Advanced Algorithm (Fall 2021 NJU)

Course Homepage: Advanced Algorithms

Min-Cut and Max-Cut

Karger's Min-Cut Algorithm

pick an edge uniformly at random and contract it

Theorem:

\(\Pr[\textrm{a min-cut is returned}]\geq\frac{2}{n(n-1)}\)

Proof:

a min-cut preserves when not contracted
\(C\) is a min-cut \(\Rightarrow|C|\leq\frac{2|E|}{|V|}\)

Corollary:

The number of distinct min-cuts \(\leq n(n-1)/2\)

Faster Min-Cut

contract to \(t=n/\sqrt{2}+1\) vertices and branch

runs in \(O(n^2\log n)\) time and succeeds with probability \(\Omega(\frac{1}{\log n})\)

Greedy Cut

a vertex \(v\) joins one of \(S,T\) to maximize current \(E(S,T)\)

1/2-approximation

Random Cut

\(\mathbf{E}[SOL]=|E|/2\)

de-randomization by conditional expectation

mutual independence, k-wise independence

de-randomization by pairwise independence

Fingerprinting

Checking Matrix Multiplication

Freivald’s Algorithm:

pick a uniform random \(r\in\{0,1\}^n\) check whether \(ABr=Cr\)

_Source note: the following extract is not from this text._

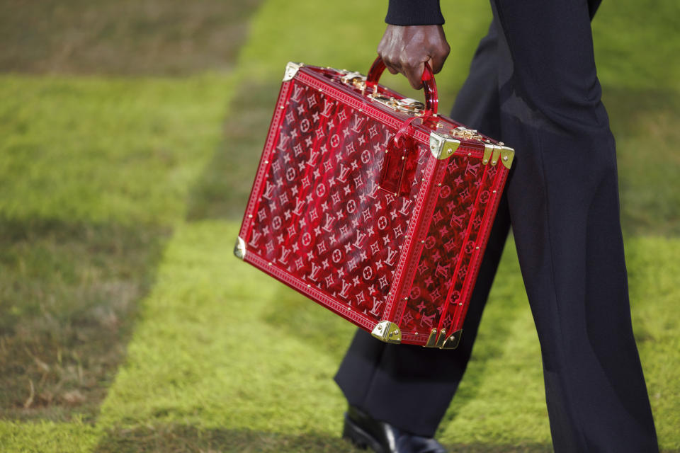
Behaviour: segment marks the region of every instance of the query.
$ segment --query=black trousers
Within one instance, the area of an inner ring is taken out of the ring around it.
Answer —
[[[599,1],[494,0],[451,117],[516,150],[458,348],[359,331],[336,376],[353,405],[434,435],[470,359],[511,225],[556,452],[658,452],[630,322],[615,144],[595,70]]]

if \(AB\neq C\) then \(\Pr[ABr=Cr]\leq \frac{1}{2}\)

Polynomial Identity Testing

Input: a polynomial \(f\in\mathbb{F}[x]\) of degree \(d\).

Output: \(f\equiv 0\) ?

Fundamental Theorem of Algebra

Any non-zero \(d\)-degree polynomial \(f\in\mathbb{F}[x]\) has at most \(d\) roots

Randomized algorithm (fingerprinting):

pick a uniform random \(r\in S\) check if \(f(r)=0\)

if \(f\not\equiv 0\) then \(\Pr[f(r)=0]\leq\frac{d}{|S|}\)

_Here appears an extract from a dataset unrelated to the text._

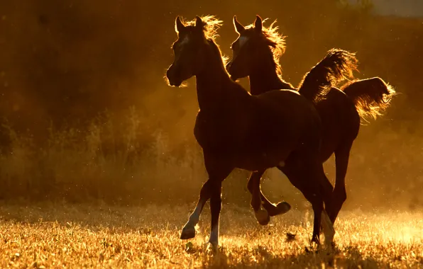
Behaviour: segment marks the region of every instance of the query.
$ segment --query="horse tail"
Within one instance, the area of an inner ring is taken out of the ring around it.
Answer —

Input: a polynomial \(f\in\mathbb{F}[x_1,...,x_n]\) of degree \(d\).

Output: \(f\equiv 0\) ?

Randomized algorithm (fingerprinting):

pick \(r_1,...,r_n\in S\) uniformly and independently at random, check if \(f(r_1,...,r_n)=0\)

Schwartz-Zippel Theorem

\(f\not\equiv 0\Longrightarrow\Pr[f(r_1,...,r_n)=0]\leq\frac{d}{|S|}\)

Checking Distinctness

Input: two multisets \(A={a_1,...,a_n}\) and \(B={b_1,...,b_n}\) where elements in \([n]\)

Output: \(A=B\) ?

\(f_A(x)=\prod_{i=1}^{n}(x-a_i)\)

\(\textrm{FING}(A)=f_A(r), r\in\mathbb{Z}_p\)

if \(A\neq B\) :

\(f_A\equiv f_B\) on \(\mathbb{Z}_p\)
\(f_A\not\equiv f_B\) on \(\mathbb{Z}_p\) but \(f_A(r)=f_B(r)\)

Hashing and Sketching

Count Distinct Elements

Input: a sequence \(x_1,x_2,...,x_s\in U=[N]\)

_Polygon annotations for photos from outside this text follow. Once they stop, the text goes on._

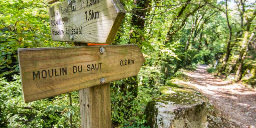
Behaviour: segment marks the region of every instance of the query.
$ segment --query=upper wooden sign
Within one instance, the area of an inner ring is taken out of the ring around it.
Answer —
[[[110,44],[125,11],[119,0],[66,0],[49,9],[52,40]]]
[[[18,55],[25,102],[136,76],[144,59],[135,44],[20,49]]]

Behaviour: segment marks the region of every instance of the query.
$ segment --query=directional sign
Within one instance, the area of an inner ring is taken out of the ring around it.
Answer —
[[[124,17],[119,0],[66,0],[49,9],[52,40],[109,44]]]
[[[18,54],[25,102],[136,76],[144,60],[135,44],[20,49]]]

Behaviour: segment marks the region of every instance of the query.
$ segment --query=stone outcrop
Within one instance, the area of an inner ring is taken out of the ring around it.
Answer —
[[[148,125],[158,128],[207,127],[206,104],[200,93],[173,85],[162,87],[161,96],[148,103],[145,113]]]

Output: an estimation of \(n=|\{x_1,x_2,...,x_s\}|\)

\((\epsilon,\delta)\)-estimator: a random variable \(\hat{Z}\) s.t. \[ \Pr[(1-\epsilon)n\leq\hat{Z}\leq(1+\epsilon)n]\geq1-\delta \] Markov's Inequality

For nonnegative random variable \(X\), for any \(t>0\), \[ \Pr[X\geq t]\leq\frac{\mathbb{E}[X]}{t} \] Chebyshev's Inequality

For random variable \(X\), for any \(t>0\), \[ \Pr[|X-\mathbb{E}[X]|\geq t]\leq\frac{\mathbf{Var}[X]}{t^2} \] Min Sketch:

for each \(1\leq j\leq k\), let \(Y_j=\min_{1\leq i\leq s}h_j(x_i)\)
return \(\hat{Z}=1/\bar{Y}-1\) where \(\bar{Y}=\frac{1}{k}\sum_{j=1}^{k}Y_j\)

\[ \begin{align*} &\mathbb{E}[\bar{Y}]=\frac{1}{n+1},\mathbf{Var}[\bar{Y}]\leq\frac{1}{k(n+1)^2}\\ &\Pr\big[\hat{Z}<(1-\epsilon)n\textrm{ or }\hat{Z}>(1+\epsilon)n\big] \leq\Pr\left[|\bar{Y}-\mathbb{E}[\bar{Y}]|>\frac{\epsilon/2}{n+1}\right] \leq\frac{4}{k\epsilon^2} \leq\delta \end{align*} \]

Space cost: \(k=\lceil4/(\epsilon^2\delta)\rceil\) real numbers in \([0,1]\)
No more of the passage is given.